This article will show some initial research into booting a KSAN kernel, testing the KASAN functionality and some initial groundwork on KSANCOV. This functionality is super useful when performing kernel crash triage or fuzzing against macOS.
KSAN is Apple’s implementation of AddressSanitizer within the kernel and is used to detect memory errors.
Apple has recently published “Kernel Debug Kit 10.15.4 build 19E287”, which is actually the KDK for the latest production macOS version (10.15.4 Supplemental Updates) at the time of writing. In the past the KDK versions have often lagged to the current version or have only been available for beta builds. These build versions provide a good base for investigation into KASAN without having symbol issues to deal with due to mixed versions.
At the time of writing the dependancies for 10.15 have not been published on Apple Opensource preventing building a KSAN kernel from source (EDIT: more sources were added yesterday so this might now be buildable!). However, a number of KDK builds have been published which include KASAN support. Unfortunately, there are no KDK builds for the stable release version of the OS. However, a developer build version kernel can be booted on the right version of a production macOS with a bit of hackery. For example, macOS 10.15.2 (19C57) can use KDK_10.15.2_19C39d.kdk kernel and successfully boot with no dependancy or symbol issues.

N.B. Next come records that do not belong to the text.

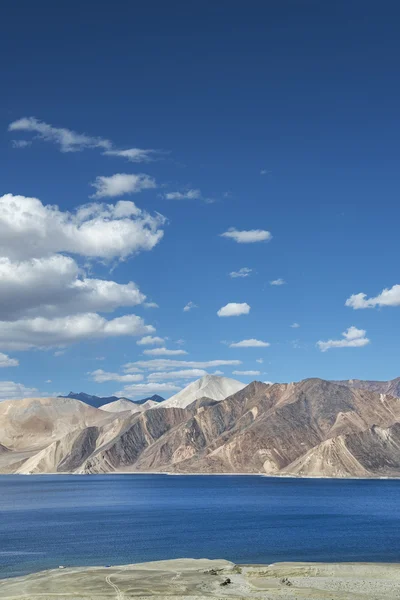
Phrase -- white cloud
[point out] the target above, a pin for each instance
(150, 340)
(71, 141)
(244, 272)
(30, 229)
(68, 140)
(277, 282)
(147, 389)
(164, 352)
(9, 390)
(233, 309)
(252, 343)
(252, 373)
(133, 154)
(193, 194)
(183, 374)
(100, 376)
(40, 332)
(53, 286)
(20, 143)
(387, 297)
(352, 338)
(164, 364)
(6, 361)
(189, 306)
(247, 237)
(121, 183)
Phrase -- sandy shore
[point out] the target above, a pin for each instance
(202, 579)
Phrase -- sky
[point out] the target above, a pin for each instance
(192, 188)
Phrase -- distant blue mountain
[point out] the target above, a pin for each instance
(98, 401)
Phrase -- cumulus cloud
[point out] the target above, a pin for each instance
(352, 338)
(165, 364)
(387, 297)
(277, 282)
(182, 374)
(247, 237)
(6, 361)
(120, 184)
(244, 272)
(9, 390)
(251, 343)
(100, 376)
(233, 309)
(193, 194)
(30, 229)
(139, 390)
(251, 373)
(70, 141)
(41, 332)
(189, 306)
(150, 340)
(164, 352)
(53, 286)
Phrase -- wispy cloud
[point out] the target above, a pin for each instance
(387, 297)
(277, 282)
(251, 343)
(352, 338)
(20, 143)
(234, 309)
(70, 141)
(149, 340)
(189, 306)
(164, 352)
(247, 237)
(165, 364)
(252, 373)
(120, 184)
(243, 272)
(193, 194)
(100, 376)
(6, 361)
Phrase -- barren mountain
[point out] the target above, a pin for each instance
(210, 386)
(310, 428)
(391, 387)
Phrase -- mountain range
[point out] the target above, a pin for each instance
(312, 428)
(98, 401)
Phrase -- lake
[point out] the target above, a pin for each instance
(46, 521)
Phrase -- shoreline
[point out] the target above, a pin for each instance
(171, 474)
(204, 579)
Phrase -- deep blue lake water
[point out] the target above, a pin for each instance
(46, 521)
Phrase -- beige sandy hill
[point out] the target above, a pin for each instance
(210, 386)
(204, 579)
(36, 422)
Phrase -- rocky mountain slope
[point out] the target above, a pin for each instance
(210, 386)
(391, 387)
(310, 428)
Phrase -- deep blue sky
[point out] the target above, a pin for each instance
(307, 91)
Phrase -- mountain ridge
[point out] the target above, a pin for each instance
(311, 428)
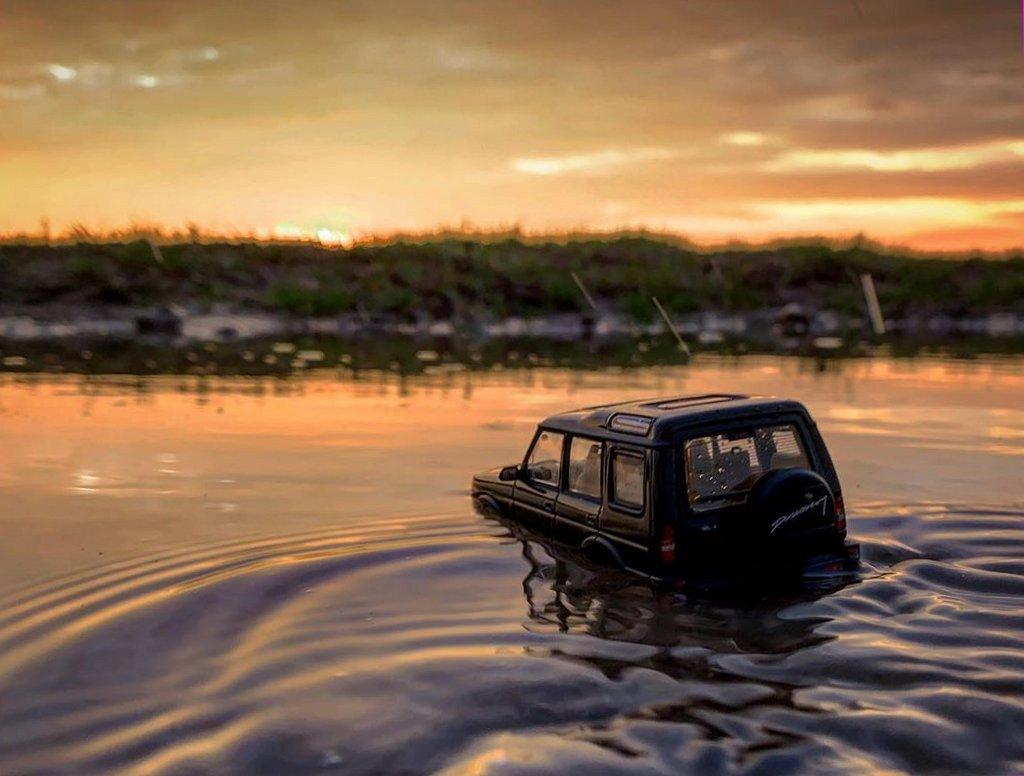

Within the KDK (/Library/Developer/KDKs/KDK_10.15.4_19E287.kdk/System/Library/Kernels/) we have the following versions of the kernel:
- kernel (release build)
- kernel.debug (debug)
- kernel.development (development)
- kernel.kasan (kasan)
As a quick check before deployment we can compare the existing production kernel hash against the release kernel in the KDK (and see they match):
3734120155ff70c7a05c1b46d26cc1622a6c46ff /Library/Developer/KDKs/KDK_10.15.4_19E287.kdk/System/Library/Kernels/kernel
3734120155ff70c7a05c1b46d26cc1622a6c46ff /System/Library/Kernels/kernel
Now we can deploy both the kernels and IOKit drivers to the guest VM. After we have installed the KDK package onto the VM. The process for deploying and selecting the kasan kernel to boot is as follows (this requires SIP disabled):
sudo mount -uw /
sudo cp /Library/Developer/KDKs/KDK_10.15.4_19E287.kdk/System/Library/Kernels/kernel.kasan /System/Library/Kernels/
sudo cp -r /Library/Developer/KDKs/KDK_10.15.4_19E287.kdk/System/Library/Extensions/ /System/Library/Extensions/
sudo kextcache -invalidate /
sudo nvram boot-args="-v keepsyms=1 debug=0x2444 kasan.checks=24576 -zp -zc kcsuffix=kasan"
After rebooting into the kernel we should see we are running within the KASAN kernel (in uname -a output):
Darwin Mac.local 19.4.0 Darwin Kernel Version 19.4.0: Wed Mar 4 22:30:14 PST 2020; root:xnu_kasan-6153.101.6~12/KASAN_X86_64 x86_64
It should be noted that within the KDK there are also IOKit kernel extensions compiled with KSAN. This can be very useful if analyzing a bug within a kernel extension which is provided.
To check that a KEXT is loaded with KASAN we can examined the UUID and check they match:
$ sudo kextstat | grep IOHID
53 3 0xffffff7f820eb000 0x1e4000 0x1e4000 com.apple.iokit.IOHIDFamily (2.0.0) 9DAEAA3D-2F24-31D1-9065-EB5871936466 <17 8 7 6 5 3 2 1>
$ dwarfdump -u /Library/Developer/KDKs/KDK_10.15.4_19E287.kdk/System/Library/Extensions/IOHIDFamily.kext/Contents/MacOS/IOHIDFamily_kasan
UUID: 9DAEAA3D-2F24-31D1-9065-EB5871936466 (x86_64) /Library/Developer/KDKs/KDK_10.15.4_19E287.kdk/System/Library/Extensions/IOHIDFamily.kext/Contents/MacOS/IOHIDFamily_kasan
And we can check that KASAN is loaded correctly by examining ‘sysctl kern.kasan.available’ which should be 1 if running under KASAN.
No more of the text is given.